7. The Type of Ground Truth Used:
The ground truth for validation was established by:
- Comparator Assays / Gold Standards:
- For SNVs, MNVs, insertions, and deletions: "a well-validated NGS based assay."
- For ERBB2 gene amplification: "HER2 Dual ISH DNA Probe Cocktail test (DISH)."
- For Tumor Mutational Burden (TMB): "whole exome sequencing (WES, next generation sequencing)."
- Internal Controls and Expected Outcomes: For precision, LoD, interference, cross-contamination, and DNA input studies, the ground truth was based on known properties of the samples (e.g., specific variants, dilution levels, known interference composition, or expected wild-type status in controls).
- Pathological Assessment: Implied by the use of FFPE tumor tissue samples and assessment of tumor purity, which would rely on pathological review.
8. The Sample Size for the Training Set:
The document for the 510(k) submission does not specify the sample size for the training set used to develop or train the ACTOnco IVD device. 510(k) summaries primarily focus on the validation (test set) data and may not detail the development/training phase data.
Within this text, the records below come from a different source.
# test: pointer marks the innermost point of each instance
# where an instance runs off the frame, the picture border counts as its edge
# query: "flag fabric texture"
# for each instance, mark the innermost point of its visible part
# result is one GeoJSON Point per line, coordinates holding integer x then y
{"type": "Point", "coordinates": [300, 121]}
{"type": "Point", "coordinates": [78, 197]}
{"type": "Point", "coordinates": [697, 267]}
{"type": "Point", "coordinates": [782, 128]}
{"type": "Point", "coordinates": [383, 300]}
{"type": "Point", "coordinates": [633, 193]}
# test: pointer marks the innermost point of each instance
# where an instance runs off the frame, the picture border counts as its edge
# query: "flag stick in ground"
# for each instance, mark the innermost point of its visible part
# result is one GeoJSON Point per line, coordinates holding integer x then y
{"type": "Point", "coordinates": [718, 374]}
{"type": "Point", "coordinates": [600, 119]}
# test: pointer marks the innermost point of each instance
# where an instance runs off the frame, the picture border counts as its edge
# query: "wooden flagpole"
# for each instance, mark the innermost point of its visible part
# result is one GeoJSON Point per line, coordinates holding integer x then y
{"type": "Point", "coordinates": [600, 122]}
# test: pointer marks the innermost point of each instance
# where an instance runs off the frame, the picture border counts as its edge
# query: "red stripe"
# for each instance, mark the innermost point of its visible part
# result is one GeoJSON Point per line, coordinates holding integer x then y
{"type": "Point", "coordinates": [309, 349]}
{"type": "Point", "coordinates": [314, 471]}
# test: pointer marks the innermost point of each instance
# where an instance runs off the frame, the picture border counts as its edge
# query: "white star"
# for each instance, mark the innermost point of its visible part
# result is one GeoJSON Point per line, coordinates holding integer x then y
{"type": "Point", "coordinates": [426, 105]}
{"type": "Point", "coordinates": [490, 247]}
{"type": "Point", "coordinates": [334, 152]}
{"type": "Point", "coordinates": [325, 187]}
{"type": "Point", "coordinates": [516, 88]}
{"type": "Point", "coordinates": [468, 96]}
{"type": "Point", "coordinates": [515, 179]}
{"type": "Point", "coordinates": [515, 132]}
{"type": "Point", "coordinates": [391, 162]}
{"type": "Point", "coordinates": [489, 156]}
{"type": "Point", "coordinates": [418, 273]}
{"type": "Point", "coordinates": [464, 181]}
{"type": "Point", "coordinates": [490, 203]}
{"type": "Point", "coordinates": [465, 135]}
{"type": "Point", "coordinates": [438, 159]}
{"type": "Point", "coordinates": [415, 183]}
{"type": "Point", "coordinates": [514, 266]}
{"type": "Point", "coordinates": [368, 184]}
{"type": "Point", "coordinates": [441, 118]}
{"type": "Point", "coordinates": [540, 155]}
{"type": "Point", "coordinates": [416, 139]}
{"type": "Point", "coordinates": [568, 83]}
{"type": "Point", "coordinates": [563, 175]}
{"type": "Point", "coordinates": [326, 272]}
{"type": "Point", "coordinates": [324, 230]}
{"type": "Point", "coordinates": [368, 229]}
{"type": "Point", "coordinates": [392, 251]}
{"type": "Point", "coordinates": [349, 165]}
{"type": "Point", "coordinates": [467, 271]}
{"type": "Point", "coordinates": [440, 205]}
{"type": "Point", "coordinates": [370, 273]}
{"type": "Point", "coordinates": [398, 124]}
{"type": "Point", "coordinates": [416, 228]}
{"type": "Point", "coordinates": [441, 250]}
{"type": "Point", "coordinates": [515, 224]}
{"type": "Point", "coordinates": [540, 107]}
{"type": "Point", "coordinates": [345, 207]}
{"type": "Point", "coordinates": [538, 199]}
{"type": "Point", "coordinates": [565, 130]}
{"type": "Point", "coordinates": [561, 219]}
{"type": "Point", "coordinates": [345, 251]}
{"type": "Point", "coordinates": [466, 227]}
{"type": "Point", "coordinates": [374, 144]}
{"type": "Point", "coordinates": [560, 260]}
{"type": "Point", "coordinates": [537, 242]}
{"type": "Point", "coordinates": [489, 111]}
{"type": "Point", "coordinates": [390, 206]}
9. How the Ground Truth for the Training Set was Established:
The document does not provide details on how the ground truth for the training set (if any specific training was done for components like variant calling algorithms after initial development) was established. Generally, for NGS panels, training data often involves publicly available genomic datasets, internal curated datasets with orthogonal confirmation (e.g., Sanger sequencing, alternative NGS platforms), and expert pathology review of tissue samples. However, this is speculative as the document is silent on this point.